The Anxious Storyteller and the Missing Stage of Grief

The Anxious Storyteller and the Missing Stage of Grief

I sit here writing these words in one of my local coffee shops. With COVID all around us it’s a rare treat to the leave our home for an adventure other than for food shopping and dog walks.

My anxiety is kept at bay as I lose myself into my creative mind.

Since Naz passed away I have been forced into learn how to keep myself company and slowly make friends with the new enemy of the peace… anxiety.

My anxiety has now reached the age of puberty and has progressively found new, often surprising, but always unwelcome ways of asserting its position in my life as the alpha dominant character.

In the first five years after Naz passed I was consumed in grief and pain. An overwhelming burden of guilt, sadness, emptiness, loss and confusion. This raging ball of fire was so intense I hardly ever slept, and when I did I hoped I would dream rather be dragged kicking and screaming into the pits of hell that existed when I was awake.

My body and legs permanently lived in a state of pins and needs. My heart was already broken in pieces. My mind barely hung together. I was lucky to get through a whole day without occupying at least one emotional or mental breakdown.

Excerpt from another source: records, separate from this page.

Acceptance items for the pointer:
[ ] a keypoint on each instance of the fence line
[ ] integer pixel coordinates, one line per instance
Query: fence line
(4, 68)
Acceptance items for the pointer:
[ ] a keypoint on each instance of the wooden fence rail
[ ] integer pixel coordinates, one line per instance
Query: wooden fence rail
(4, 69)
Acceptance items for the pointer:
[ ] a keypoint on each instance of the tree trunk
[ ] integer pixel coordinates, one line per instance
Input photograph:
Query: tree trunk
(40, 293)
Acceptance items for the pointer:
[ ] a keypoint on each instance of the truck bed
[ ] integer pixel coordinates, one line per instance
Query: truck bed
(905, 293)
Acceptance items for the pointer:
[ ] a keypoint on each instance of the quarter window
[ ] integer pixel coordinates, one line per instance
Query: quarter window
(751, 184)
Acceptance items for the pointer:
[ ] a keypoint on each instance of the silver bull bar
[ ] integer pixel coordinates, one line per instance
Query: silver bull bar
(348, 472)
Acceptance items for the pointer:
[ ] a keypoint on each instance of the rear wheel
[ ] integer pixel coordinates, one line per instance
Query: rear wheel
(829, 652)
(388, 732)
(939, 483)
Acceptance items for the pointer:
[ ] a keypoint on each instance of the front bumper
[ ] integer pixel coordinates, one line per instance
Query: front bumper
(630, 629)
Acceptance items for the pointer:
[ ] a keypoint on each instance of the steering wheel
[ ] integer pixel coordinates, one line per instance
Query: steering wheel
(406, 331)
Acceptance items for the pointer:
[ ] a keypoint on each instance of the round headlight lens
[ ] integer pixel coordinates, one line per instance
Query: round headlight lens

Crying was the norm. Poker face was my way presenting a facade that falsely let everyone know that I might be okay.

In 2019, after the five year anniversary of the losing my darling Naz this pain started to subside. The sense of urgency – a daily race to get somewhere – started to diminish. I’d made a film that documented part of our journey. We’d celebrated Naz’s life in a truly uplifting event for called ‘An Evening to Find Acceptance’ in London’s iconic Cinema Museum. We’d also launched Out and Proud Parents Day on the same day. An incredible annual event, held on 30th July (the same day that Naz passed away) that challenged the very reasons why we believe my Naz sadly took his own life.

But as the pain in my body receded, I was left to exist within a scarred shell of a body. An empty shell that was void of any feeling inside, part from a feeling of numbness. I’m now left with a seeming impossible target of finding any experience that will give me the opportunity to start feeling something inside again… providing that feeling isn’t anxiety.

Anxiety is a b*tch. I wished I’d never met them. Until recently they were the destroyer of my dreams. A bridge that didn’t want to be crossed. A friend I did not want to have. A relationship that needed a divorce.

But now there is there is light upon the horizon….

In the future I’ll write again about my battle with anxiety in the hope that talking about it will help someone else, and one day will lead me through to the other side.

Anxiety is the missing stage of grief that not enough people talk about.